5) code\_public/05\_prep\_gpt4o.R
This code prepares the cross encoder scores for gpt4o annotation. It also tunes the cross encoder cutoff. 

6) code\_public/06\_gpt\_fine\_tune.R 
This code fine tunes GPT with the purposive sampling data. 

7) code\_public/07\_gpt\_annotator\_bioweapons.R
This code runs the GPT4o zero-shot annotator on the candidate pairs 

8) code\_public/07\_gpt\_annotator\_finetune\_bioweapons.R
This code runs the fine tuned GPT4o annotator on the candidate pairs 

## Alternative Estimators

1) code\_public/08\_ngrams.R
This code identifies overlapping pairs with exact text reuse. 

2) code\_public/08\_relatio\_extract\_features.py
This code extracts the relatio features. 


3) code\_public/08\_relatio\_merge.R
This code uses the extracted relatio features to measure similarity between articles.

4) code\_public/08\_stm.R
This code runs the STM model on the bioweapons docs and creates the topic clusters. 

## Analysis

1) code\_public/09\_pull\_together\_data.R
This code pulls together the final data for the gpt4o annotations. It also creates gpt4o precision sets. 
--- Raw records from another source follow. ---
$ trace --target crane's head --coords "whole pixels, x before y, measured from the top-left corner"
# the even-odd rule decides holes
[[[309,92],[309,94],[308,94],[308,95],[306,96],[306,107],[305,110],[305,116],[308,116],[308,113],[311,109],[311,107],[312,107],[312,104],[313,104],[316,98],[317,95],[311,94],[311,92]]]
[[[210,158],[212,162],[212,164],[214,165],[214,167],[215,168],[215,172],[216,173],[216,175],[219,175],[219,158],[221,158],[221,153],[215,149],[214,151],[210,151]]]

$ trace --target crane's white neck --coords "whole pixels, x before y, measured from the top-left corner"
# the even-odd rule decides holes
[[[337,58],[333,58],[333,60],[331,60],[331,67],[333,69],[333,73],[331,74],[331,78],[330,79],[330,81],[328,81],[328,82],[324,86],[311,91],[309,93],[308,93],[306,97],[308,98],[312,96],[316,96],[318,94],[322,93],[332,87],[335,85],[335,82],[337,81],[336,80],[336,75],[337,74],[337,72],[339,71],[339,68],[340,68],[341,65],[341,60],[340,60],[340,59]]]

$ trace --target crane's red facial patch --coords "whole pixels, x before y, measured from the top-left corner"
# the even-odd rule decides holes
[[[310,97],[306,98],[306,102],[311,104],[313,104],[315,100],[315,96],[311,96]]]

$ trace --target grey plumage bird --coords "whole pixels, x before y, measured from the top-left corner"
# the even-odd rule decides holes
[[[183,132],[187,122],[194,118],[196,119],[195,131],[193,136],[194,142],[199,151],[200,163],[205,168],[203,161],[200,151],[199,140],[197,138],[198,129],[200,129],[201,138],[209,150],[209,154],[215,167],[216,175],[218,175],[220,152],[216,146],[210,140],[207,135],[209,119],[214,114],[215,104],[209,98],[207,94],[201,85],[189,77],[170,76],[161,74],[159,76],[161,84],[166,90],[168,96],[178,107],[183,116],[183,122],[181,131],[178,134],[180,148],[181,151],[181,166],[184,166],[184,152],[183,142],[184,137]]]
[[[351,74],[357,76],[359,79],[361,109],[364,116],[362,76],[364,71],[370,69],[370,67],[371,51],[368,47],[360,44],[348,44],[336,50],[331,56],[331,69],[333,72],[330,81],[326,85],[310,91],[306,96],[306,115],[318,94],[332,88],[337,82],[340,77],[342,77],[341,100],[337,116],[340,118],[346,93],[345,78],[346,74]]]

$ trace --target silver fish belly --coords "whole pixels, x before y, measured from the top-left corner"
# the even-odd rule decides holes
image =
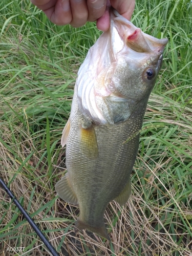
[[[78,72],[61,138],[68,172],[56,185],[61,198],[79,205],[75,230],[86,228],[108,240],[104,212],[110,202],[123,205],[130,195],[139,131],[167,42],[115,10],[110,18],[110,29]]]

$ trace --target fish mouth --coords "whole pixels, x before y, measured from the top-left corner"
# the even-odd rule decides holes
[[[115,26],[125,45],[137,52],[162,54],[167,43],[167,38],[158,39],[143,33],[115,9],[111,13],[115,15]]]

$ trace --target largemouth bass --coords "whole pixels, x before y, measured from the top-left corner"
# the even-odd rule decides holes
[[[104,211],[111,201],[123,205],[130,197],[139,131],[167,42],[114,10],[110,17],[110,29],[90,48],[78,73],[61,138],[68,172],[56,185],[62,199],[79,205],[75,230],[109,240]]]

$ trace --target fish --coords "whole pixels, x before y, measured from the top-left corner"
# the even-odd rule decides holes
[[[87,229],[110,240],[104,211],[113,200],[124,205],[131,193],[139,131],[167,41],[111,9],[109,29],[79,69],[61,141],[67,173],[55,187],[61,199],[79,206],[75,232]]]

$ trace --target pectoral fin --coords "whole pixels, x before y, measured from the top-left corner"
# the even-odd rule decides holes
[[[67,144],[70,131],[70,120],[68,119],[62,133],[61,144],[62,147]]]
[[[56,183],[55,188],[62,199],[72,204],[78,204],[77,198],[69,180],[68,174],[66,174]]]
[[[98,156],[97,138],[93,125],[80,130],[80,148],[86,157],[95,159]]]
[[[131,193],[131,180],[129,179],[128,182],[125,185],[122,191],[118,197],[115,198],[114,200],[120,205],[124,205],[128,201]]]

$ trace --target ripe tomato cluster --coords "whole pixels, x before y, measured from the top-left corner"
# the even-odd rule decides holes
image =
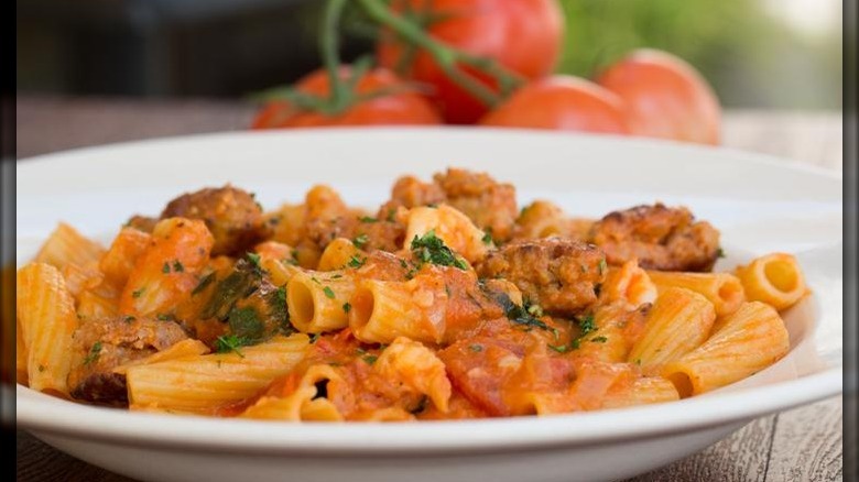
[[[557,0],[358,3],[380,26],[378,65],[349,83],[360,100],[334,112],[273,100],[254,129],[454,123],[719,142],[713,89],[668,53],[634,51],[594,81],[552,75],[564,36]],[[294,90],[326,96],[330,78],[315,72]]]

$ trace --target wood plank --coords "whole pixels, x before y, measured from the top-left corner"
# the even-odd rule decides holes
[[[842,415],[840,396],[779,414],[765,480],[841,480]]]
[[[134,482],[90,465],[18,430],[15,480],[20,482]]]
[[[627,482],[764,481],[775,417],[759,418],[694,456]]]

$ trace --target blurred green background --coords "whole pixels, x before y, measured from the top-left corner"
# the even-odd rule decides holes
[[[591,76],[629,50],[650,46],[696,66],[726,106],[841,108],[840,1],[562,3],[567,39],[561,72]]]
[[[696,66],[727,107],[841,108],[839,0],[559,1],[559,72],[590,77],[655,47]],[[19,92],[237,98],[318,65],[323,0],[17,4]],[[350,32],[346,58],[372,43]]]

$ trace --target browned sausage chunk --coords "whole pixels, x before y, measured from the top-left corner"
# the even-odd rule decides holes
[[[498,183],[486,173],[455,168],[433,178],[444,189],[447,204],[489,231],[496,241],[510,239],[519,215],[513,185]]]
[[[186,339],[175,322],[105,318],[84,321],[75,331],[68,386],[73,398],[102,405],[128,405],[126,376],[113,369],[164,350]]]
[[[597,300],[606,259],[596,247],[579,241],[512,241],[490,252],[478,273],[513,282],[526,300],[552,315],[573,316]]]
[[[719,231],[695,222],[688,209],[662,204],[607,215],[590,231],[590,242],[609,264],[638,259],[648,270],[709,271],[719,253]]]
[[[224,186],[185,194],[170,201],[161,218],[200,219],[215,237],[213,255],[241,254],[264,234],[262,208],[247,191]]]

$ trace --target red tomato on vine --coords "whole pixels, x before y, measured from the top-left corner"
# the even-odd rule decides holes
[[[621,99],[578,77],[554,76],[519,89],[489,112],[481,125],[626,134]]]
[[[556,0],[394,0],[391,9],[424,24],[433,39],[465,53],[496,61],[525,80],[552,73],[561,52],[564,22]],[[436,59],[402,36],[383,30],[379,63],[406,78],[426,84],[444,118],[474,123],[489,107],[452,80]],[[497,83],[463,66],[486,87]]]
[[[719,100],[683,59],[666,52],[635,51],[611,65],[598,83],[623,99],[632,133],[719,143]]]

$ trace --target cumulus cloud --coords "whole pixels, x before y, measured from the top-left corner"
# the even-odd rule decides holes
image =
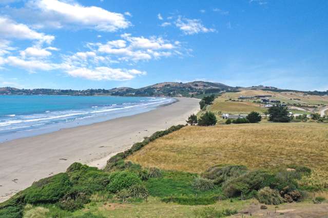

2) Recall Analysis: code\_public/09\_estimate\_recall.R 

3) Precision Analysis: code\_public/09\_estimate\_precision.R
This code combines the precision estimates and and creates the
overall f1 estimates for the study. It also creates the fine tuning
training data. 

4) Case Study: code\_public/10\_analysis.R
This code includes all of the bioweapons case study
analysis. 

## Example Slurm Scripts

Example slurm scripts are included in the folder "example\_slurms." Replicators can match the slurm script to the code file by the name of the slurm script. Slurm scripts are included for code scripts which need to be run as array jobs, as indicated in the header of the file. Replicators should tailor the slurm scripts to the HPC systems they have access to.